I believe that far fewer people are afraid to die than are afraid to live.
Having once had enough assets to think of myself as “well-off,” I’ve had occasion to notice a segment of wealthy people don’t ever actually “LIVE it up.” Instead, a large percentage of them squirrel it away, creating a nice, safe fortress around themselves and their families. For this segment, the real end-game is to place as many people between themselves and starvation as possible.
I once knew of a farmer from my own small hometown who worked from sunup to sundown every day of his adult life. Wally and his wife lived in a very simple, but well-maintained house and never traveled or purchased anything more extravagant than the occasional used farm implement. Season after season he would receive a nice fat check in return for his crop and place it directly in the bank, where it would barely make a ripple in his already massive account balance.
At his 70th birthday party Wally announced his retirement and, naturally, everyone congratulated him. He talked about treating his wife of nearly 50 years to a Hawaiian vacation. Neither of them had ever been to the tropics. In fact the only time he’d been out of the mainland U.S. was the two years he’d spent in the military as a much younger man. Everyone was excited for Wally and his wife. After all, they had certainly earned it.

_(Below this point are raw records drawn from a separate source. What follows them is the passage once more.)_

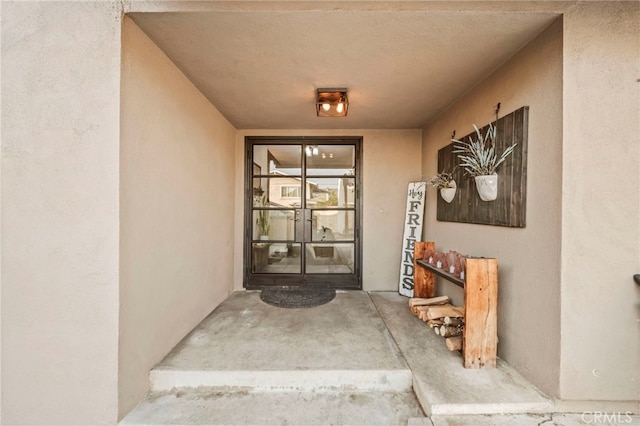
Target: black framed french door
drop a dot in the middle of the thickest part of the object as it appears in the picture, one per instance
(303, 212)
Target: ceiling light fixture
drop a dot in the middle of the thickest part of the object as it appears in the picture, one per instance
(332, 103)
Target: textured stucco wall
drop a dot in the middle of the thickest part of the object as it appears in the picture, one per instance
(529, 258)
(601, 202)
(176, 210)
(391, 159)
(60, 132)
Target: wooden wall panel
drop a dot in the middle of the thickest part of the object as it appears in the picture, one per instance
(509, 209)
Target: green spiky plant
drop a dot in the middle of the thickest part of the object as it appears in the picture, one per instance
(479, 157)
(442, 180)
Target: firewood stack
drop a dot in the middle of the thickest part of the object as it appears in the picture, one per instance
(445, 319)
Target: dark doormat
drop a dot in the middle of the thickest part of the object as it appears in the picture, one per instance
(307, 297)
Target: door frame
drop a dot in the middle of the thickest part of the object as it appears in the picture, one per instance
(337, 281)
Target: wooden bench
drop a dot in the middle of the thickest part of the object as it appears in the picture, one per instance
(480, 284)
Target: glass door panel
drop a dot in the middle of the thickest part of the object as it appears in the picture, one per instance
(302, 224)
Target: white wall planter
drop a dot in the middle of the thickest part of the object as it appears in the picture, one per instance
(447, 194)
(487, 187)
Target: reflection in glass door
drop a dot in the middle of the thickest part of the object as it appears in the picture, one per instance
(303, 220)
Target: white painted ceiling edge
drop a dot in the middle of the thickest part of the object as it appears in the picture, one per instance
(260, 63)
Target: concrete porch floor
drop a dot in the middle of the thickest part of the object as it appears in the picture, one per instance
(362, 359)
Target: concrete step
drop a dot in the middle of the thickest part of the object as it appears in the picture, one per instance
(245, 342)
(441, 384)
(236, 406)
(398, 380)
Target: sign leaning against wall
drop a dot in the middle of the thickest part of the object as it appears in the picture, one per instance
(416, 195)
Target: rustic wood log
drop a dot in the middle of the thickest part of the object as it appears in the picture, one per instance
(449, 331)
(436, 312)
(433, 323)
(424, 282)
(480, 337)
(454, 343)
(418, 301)
(453, 321)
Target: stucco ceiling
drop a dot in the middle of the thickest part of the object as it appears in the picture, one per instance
(261, 68)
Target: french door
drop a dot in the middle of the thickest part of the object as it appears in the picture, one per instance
(302, 212)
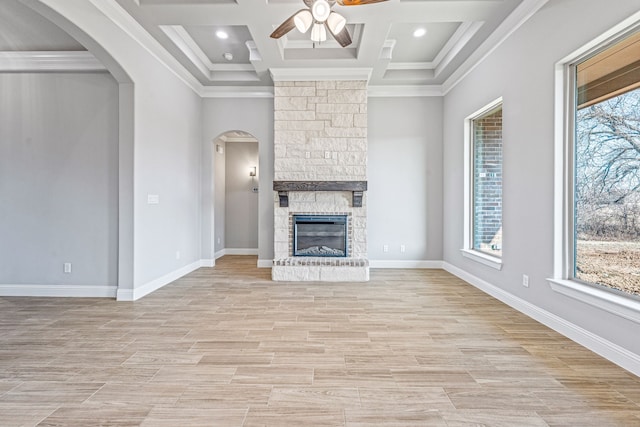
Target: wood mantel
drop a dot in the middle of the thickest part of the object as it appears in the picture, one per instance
(356, 187)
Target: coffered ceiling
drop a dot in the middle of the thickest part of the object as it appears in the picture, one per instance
(384, 46)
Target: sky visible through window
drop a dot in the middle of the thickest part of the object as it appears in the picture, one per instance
(607, 193)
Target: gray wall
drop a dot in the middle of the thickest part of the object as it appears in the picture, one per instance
(405, 178)
(160, 149)
(522, 71)
(255, 116)
(241, 206)
(58, 179)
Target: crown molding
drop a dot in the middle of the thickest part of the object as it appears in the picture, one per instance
(404, 91)
(236, 92)
(512, 23)
(119, 16)
(319, 74)
(53, 61)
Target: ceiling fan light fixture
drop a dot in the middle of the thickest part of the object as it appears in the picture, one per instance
(320, 10)
(303, 21)
(318, 33)
(336, 22)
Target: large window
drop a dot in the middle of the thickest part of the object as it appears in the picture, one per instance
(606, 237)
(483, 234)
(597, 172)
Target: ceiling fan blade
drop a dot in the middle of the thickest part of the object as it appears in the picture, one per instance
(285, 27)
(342, 37)
(357, 2)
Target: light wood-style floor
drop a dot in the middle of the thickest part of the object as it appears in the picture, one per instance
(225, 346)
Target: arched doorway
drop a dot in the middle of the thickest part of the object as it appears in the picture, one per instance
(236, 172)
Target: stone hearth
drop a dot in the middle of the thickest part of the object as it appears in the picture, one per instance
(320, 167)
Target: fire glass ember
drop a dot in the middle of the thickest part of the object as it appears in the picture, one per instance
(320, 235)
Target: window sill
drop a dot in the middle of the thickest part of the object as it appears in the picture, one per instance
(599, 298)
(485, 259)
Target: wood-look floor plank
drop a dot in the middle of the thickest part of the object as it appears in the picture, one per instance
(226, 346)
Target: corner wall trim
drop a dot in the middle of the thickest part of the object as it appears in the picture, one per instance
(76, 291)
(610, 351)
(140, 291)
(416, 264)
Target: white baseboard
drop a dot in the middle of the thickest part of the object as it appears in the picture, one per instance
(76, 291)
(241, 251)
(610, 351)
(236, 251)
(207, 263)
(265, 263)
(404, 264)
(140, 291)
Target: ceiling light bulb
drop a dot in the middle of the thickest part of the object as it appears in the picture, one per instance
(320, 10)
(303, 20)
(318, 33)
(336, 22)
(419, 32)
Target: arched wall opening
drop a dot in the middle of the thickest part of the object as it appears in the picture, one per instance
(236, 188)
(73, 146)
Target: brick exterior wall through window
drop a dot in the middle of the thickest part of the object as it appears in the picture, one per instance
(487, 183)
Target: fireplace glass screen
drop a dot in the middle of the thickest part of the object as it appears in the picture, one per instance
(320, 235)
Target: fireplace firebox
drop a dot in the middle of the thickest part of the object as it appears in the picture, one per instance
(320, 235)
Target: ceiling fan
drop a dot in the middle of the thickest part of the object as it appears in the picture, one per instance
(320, 18)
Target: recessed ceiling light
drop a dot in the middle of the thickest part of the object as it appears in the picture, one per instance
(419, 32)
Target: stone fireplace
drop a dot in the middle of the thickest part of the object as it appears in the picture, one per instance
(320, 172)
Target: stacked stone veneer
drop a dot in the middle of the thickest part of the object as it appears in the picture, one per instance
(320, 134)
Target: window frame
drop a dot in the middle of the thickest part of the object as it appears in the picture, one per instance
(468, 250)
(563, 280)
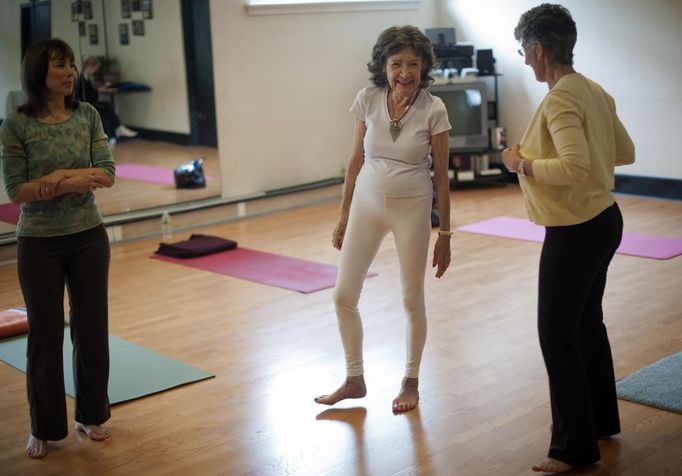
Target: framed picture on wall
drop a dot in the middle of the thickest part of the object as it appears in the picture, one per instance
(86, 5)
(92, 34)
(147, 9)
(138, 27)
(125, 8)
(123, 33)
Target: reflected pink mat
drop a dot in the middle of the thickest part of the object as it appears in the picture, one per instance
(266, 268)
(10, 213)
(147, 173)
(633, 244)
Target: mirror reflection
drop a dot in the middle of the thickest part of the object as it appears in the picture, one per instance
(158, 85)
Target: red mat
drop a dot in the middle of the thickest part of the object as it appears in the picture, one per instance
(9, 213)
(266, 268)
(13, 322)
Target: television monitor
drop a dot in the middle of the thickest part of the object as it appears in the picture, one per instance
(467, 106)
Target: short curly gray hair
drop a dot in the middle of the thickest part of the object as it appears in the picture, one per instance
(552, 26)
(392, 41)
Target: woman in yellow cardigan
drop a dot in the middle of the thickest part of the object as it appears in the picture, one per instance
(565, 162)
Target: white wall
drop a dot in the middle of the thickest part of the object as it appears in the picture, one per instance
(284, 84)
(630, 47)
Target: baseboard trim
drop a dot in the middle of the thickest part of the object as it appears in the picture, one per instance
(162, 136)
(649, 186)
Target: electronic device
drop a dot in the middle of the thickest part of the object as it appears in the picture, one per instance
(467, 106)
(485, 62)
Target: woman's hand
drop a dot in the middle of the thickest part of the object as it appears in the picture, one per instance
(339, 232)
(441, 255)
(511, 158)
(47, 185)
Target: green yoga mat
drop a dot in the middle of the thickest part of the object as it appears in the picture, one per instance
(134, 372)
(657, 385)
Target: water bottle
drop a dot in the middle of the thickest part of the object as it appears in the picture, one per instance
(166, 226)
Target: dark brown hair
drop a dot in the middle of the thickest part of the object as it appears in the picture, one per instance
(34, 72)
(392, 41)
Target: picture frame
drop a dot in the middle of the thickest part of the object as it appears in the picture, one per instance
(125, 9)
(123, 34)
(138, 27)
(86, 6)
(147, 9)
(92, 34)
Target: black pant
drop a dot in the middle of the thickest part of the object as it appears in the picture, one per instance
(573, 338)
(81, 261)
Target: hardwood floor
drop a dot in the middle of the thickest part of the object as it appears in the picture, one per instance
(484, 405)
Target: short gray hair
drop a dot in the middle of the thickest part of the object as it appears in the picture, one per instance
(395, 39)
(552, 26)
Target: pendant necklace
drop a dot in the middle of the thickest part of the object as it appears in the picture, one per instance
(395, 127)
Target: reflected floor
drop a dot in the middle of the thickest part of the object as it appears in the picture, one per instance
(128, 195)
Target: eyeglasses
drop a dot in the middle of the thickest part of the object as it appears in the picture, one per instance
(522, 51)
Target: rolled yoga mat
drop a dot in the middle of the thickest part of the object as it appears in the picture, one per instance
(633, 244)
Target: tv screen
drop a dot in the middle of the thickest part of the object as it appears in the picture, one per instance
(467, 108)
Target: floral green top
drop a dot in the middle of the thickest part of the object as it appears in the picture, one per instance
(30, 149)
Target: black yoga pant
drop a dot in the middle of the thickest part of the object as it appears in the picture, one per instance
(81, 262)
(573, 338)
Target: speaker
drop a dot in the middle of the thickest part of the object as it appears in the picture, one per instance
(485, 62)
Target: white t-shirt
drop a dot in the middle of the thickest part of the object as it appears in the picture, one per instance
(400, 168)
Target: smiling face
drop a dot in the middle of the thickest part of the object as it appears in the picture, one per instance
(60, 77)
(404, 71)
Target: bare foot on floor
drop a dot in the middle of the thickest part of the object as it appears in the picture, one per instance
(353, 387)
(408, 397)
(552, 466)
(94, 432)
(36, 448)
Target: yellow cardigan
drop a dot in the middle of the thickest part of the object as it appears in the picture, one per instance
(575, 140)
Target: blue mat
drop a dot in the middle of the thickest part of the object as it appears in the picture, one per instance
(657, 385)
(134, 372)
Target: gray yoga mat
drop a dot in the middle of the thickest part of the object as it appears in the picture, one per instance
(135, 371)
(657, 385)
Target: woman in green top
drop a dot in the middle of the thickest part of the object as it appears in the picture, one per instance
(54, 155)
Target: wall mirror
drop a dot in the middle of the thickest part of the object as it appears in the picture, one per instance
(166, 46)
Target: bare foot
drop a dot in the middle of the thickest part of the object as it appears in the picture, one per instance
(551, 465)
(36, 448)
(408, 397)
(94, 432)
(353, 387)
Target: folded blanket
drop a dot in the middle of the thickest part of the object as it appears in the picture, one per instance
(197, 245)
(13, 322)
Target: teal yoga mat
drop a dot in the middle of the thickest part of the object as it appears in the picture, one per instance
(135, 372)
(657, 385)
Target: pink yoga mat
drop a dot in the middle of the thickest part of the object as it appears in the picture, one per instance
(633, 244)
(10, 213)
(147, 173)
(266, 268)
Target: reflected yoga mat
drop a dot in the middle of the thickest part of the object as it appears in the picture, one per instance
(149, 174)
(633, 244)
(266, 268)
(9, 213)
(657, 385)
(135, 372)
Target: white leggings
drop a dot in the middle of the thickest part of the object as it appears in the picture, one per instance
(371, 217)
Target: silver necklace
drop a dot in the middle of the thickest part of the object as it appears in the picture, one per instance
(395, 127)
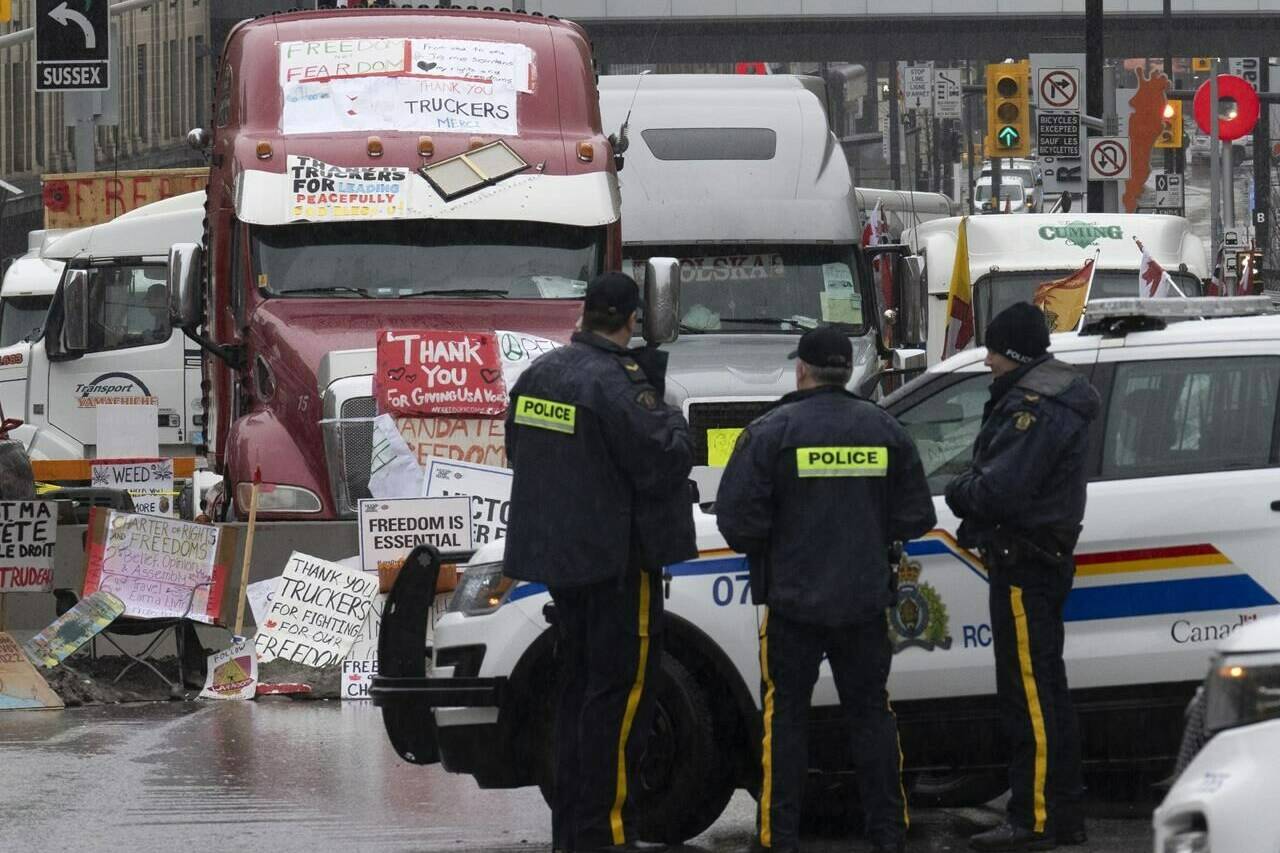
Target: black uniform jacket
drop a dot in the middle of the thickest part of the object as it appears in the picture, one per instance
(814, 493)
(600, 469)
(1029, 461)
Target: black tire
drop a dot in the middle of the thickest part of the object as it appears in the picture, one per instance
(684, 780)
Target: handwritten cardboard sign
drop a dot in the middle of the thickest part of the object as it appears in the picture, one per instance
(232, 673)
(439, 373)
(147, 480)
(74, 628)
(28, 530)
(158, 566)
(318, 612)
(21, 684)
(391, 529)
(488, 487)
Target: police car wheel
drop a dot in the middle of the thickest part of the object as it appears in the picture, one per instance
(684, 781)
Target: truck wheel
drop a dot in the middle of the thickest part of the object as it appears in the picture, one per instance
(684, 780)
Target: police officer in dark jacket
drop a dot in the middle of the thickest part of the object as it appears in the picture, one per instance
(1020, 503)
(817, 491)
(599, 503)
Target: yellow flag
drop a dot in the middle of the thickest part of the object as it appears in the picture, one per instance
(959, 332)
(1063, 300)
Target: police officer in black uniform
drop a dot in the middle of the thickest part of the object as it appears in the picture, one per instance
(1020, 503)
(599, 503)
(816, 493)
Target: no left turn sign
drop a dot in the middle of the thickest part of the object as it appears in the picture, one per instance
(1109, 158)
(1059, 89)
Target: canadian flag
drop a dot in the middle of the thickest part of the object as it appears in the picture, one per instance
(1153, 282)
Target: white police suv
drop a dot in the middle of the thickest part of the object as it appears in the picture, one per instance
(1178, 551)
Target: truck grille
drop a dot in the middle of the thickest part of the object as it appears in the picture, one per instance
(720, 415)
(357, 447)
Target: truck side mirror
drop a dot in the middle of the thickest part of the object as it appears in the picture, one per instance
(184, 286)
(661, 300)
(76, 310)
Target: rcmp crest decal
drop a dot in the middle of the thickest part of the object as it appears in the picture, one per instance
(919, 617)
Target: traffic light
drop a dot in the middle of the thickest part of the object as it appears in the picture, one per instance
(1009, 115)
(1171, 127)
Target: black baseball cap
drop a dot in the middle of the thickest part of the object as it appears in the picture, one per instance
(824, 347)
(612, 293)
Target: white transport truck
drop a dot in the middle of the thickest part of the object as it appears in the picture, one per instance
(132, 356)
(1010, 256)
(740, 178)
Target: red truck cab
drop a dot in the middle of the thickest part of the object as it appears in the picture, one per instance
(338, 205)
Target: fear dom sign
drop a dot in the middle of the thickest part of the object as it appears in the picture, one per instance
(429, 372)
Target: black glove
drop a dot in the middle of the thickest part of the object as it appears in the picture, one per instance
(653, 361)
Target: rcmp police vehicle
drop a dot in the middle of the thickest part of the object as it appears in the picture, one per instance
(1179, 541)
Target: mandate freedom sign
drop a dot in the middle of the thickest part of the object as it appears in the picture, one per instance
(28, 530)
(318, 612)
(434, 372)
(391, 529)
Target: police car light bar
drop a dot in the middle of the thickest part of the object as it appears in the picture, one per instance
(1123, 315)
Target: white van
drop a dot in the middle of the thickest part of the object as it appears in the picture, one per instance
(1179, 539)
(1010, 256)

About a year later, a mutual friend of ours couldn’t help noticing that Wally continued to show up at the local cafe, every day around 10 o’clock, to have a cup of coffee at the “farmer’s table.” You see this table in every small town. It’s where farmers and ranchers meet for a spell after the morning chores are wrapped up.
At any rate, one morning when Wally pulled up a chair, my friend decided to go ahead and ask the question on everyone’s mind: “Hey, what ever happened to all that traveling you were going to do now that you’re retired?” Wally looked uncomfortable as five or six of his closest buddies sat waiting for the answer. He took a sip of coffee, hung his head and came out with it:
“To tell you the truth, fellas, I just worked so hard to make that money I haven’t got the heart to spend it.”
The next year Wally died of a heart attack and his wife promptly took their three adult children, along with their spouses and five grandchildren, on a Hawaiian vacation.